I'll admit it. I'm old. As in, not young anymore. It wasn't an instant realization, more like a progressive wave of events the last few weeks. An intern recently joined the office, fresh out of high school. She's half my age. We got a new tenant in our rental property. He was born in the 90's. My neck and upper back is still quite tender from pulling a muscle. Folding down a car seat. I find myself tucking in my shirt more often at work. Even when the very important people aren't around. I just got life insurance. Shit I remember this weird but awesome band Radiohead making their TV debut on The Arsenio Hall Show with the hit song 'Creep'. What finally pushed me over the hill? The paper. Myself and this guy even older than me, we are the only ones in our office lunchroom that prefer to receive our news events by reading an actual paper. It's not electronic. You have to unfold it and then physically turn pages with your hands, not just repeatedly swipe some tiny screen. It can't reach the internet and download stuff. It won't play games with you, unless you consider the crossword or word jumble. As I sat in the lunchroom with my Chicago Tribune, all these kids around me have food in one hand and their phones in the other. Now I'm not against technology, (I do author a website) but I felt like I was holding a stone tablet and wearing mom jeans. There's a lot more gray in my chin stubble these days, and these young bastards are making me feel old. Yet I will remain youthful by eating healthy meals made from scratch from good ingredients that are whole and not processed. You punks can read your kindles and drink your Monsters for lunch and microwave those frozen preservative-packed meals to eat. I prefer a different route.

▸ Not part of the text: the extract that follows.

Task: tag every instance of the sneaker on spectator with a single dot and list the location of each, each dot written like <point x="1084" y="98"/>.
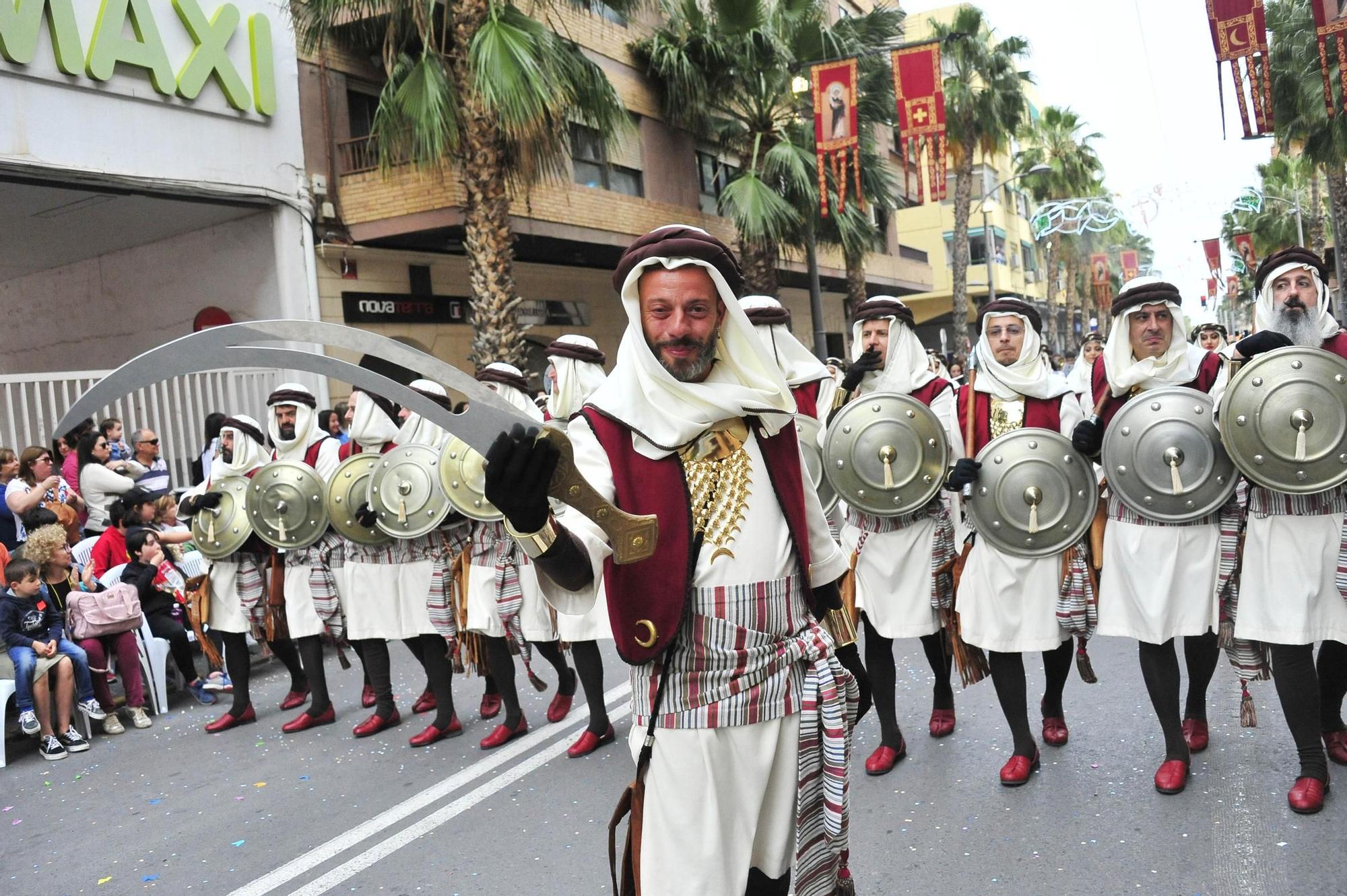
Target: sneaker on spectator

This is a tasty and somewhat light summer meal, for having pasta and prosciutto and butter, cheese and oil. Thank the lemon and arugula. There's plenty of arugula in the garden the rabbits haven't discovered yet, and this recipe is a delicious way to enjoy the produce. Arugula and lemon are good friends. Pig parts get along with everything, the thinly sliced prosciutto is added to the pasta at the last minute to highlight it's flavor.
Important notes for this recipe-
wash your leeks very well, dirt loves to hide in all them layers.

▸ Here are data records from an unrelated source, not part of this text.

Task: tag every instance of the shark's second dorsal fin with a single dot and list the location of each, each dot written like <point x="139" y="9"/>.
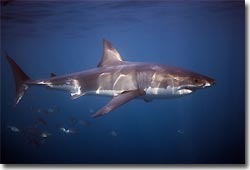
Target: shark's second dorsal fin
<point x="110" y="55"/>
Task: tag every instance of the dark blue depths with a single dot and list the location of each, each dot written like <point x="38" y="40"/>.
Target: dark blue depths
<point x="64" y="37"/>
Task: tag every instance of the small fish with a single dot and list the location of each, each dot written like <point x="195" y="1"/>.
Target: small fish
<point x="42" y="121"/>
<point x="13" y="129"/>
<point x="180" y="131"/>
<point x="84" y="123"/>
<point x="67" y="130"/>
<point x="113" y="133"/>
<point x="45" y="134"/>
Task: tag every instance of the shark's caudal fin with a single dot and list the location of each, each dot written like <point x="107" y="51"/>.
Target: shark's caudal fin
<point x="20" y="78"/>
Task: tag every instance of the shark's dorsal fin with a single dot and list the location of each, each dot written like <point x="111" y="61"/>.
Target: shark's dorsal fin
<point x="110" y="55"/>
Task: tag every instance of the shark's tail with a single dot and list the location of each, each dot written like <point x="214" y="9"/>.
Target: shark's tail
<point x="21" y="79"/>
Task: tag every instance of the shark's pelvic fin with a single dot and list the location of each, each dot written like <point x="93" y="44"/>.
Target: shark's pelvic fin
<point x="110" y="55"/>
<point x="20" y="78"/>
<point x="118" y="101"/>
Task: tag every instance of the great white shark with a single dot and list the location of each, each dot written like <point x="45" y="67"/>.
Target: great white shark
<point x="122" y="80"/>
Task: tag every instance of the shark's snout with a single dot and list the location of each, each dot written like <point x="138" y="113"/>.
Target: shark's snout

use the real deal parmigiano reggiano, there is no compromise when it comes to parm
you don't have to spend $24/lb on prosciutto di parma, the normal stuff will do
if you cannot find pappardelle, fettuccine or another fat ass noodle can sub
Pappardelle with Prosciutto and Arugula
3/4 lb pappardelle
2 TB EVOO
2 TB unsalted butter
2 leeks, white and pale green part only, halved lengthwise and then thinly sliced
1 small garlic clove, minced
3 ts grated lemon zest (about 1 large lemon)
1/4 finely chopped fresh chives
4-5 C fresh arugula, thick stems removed, large leaves torn in half
3/4 C freshly grated parmigiano reggiano cheese
Freshly cracked black pepper and kosher salt
4 oz. prosciutto, sliced into 1" pieces
Cook the pappardelle in a large pot of salted water until al dente, probably a minute or two before the box tells you it's done. Reserve 2 C of the cooking liquid when draining.
In a large skillet, heat oil and butter over medium heat. Add the leeks and cook, stirring often, for about 6-7 minutes until soft but not browned. Add in the garlic during the last minute.
Add the pasta, most of the chives, 2 ts lemon zest, and 1 C of the pasta cooking water to the skillet and stir well to combine. Cook for 3-4 minutes, stirring, until you have a nice sauce coating the pappardelle. You may need a couple more 1/4 C additions of pasta water if things look too dry, there should be plenty available.
Add the arugula and 1/2 C of parmigiano reggiano, season with salt and pepper and stir well to combine. Fold in the prosciutto and stir again. Serve onto plates or shallow bowls with more grated cheese, the rest of the chives and a touch of lemon zest.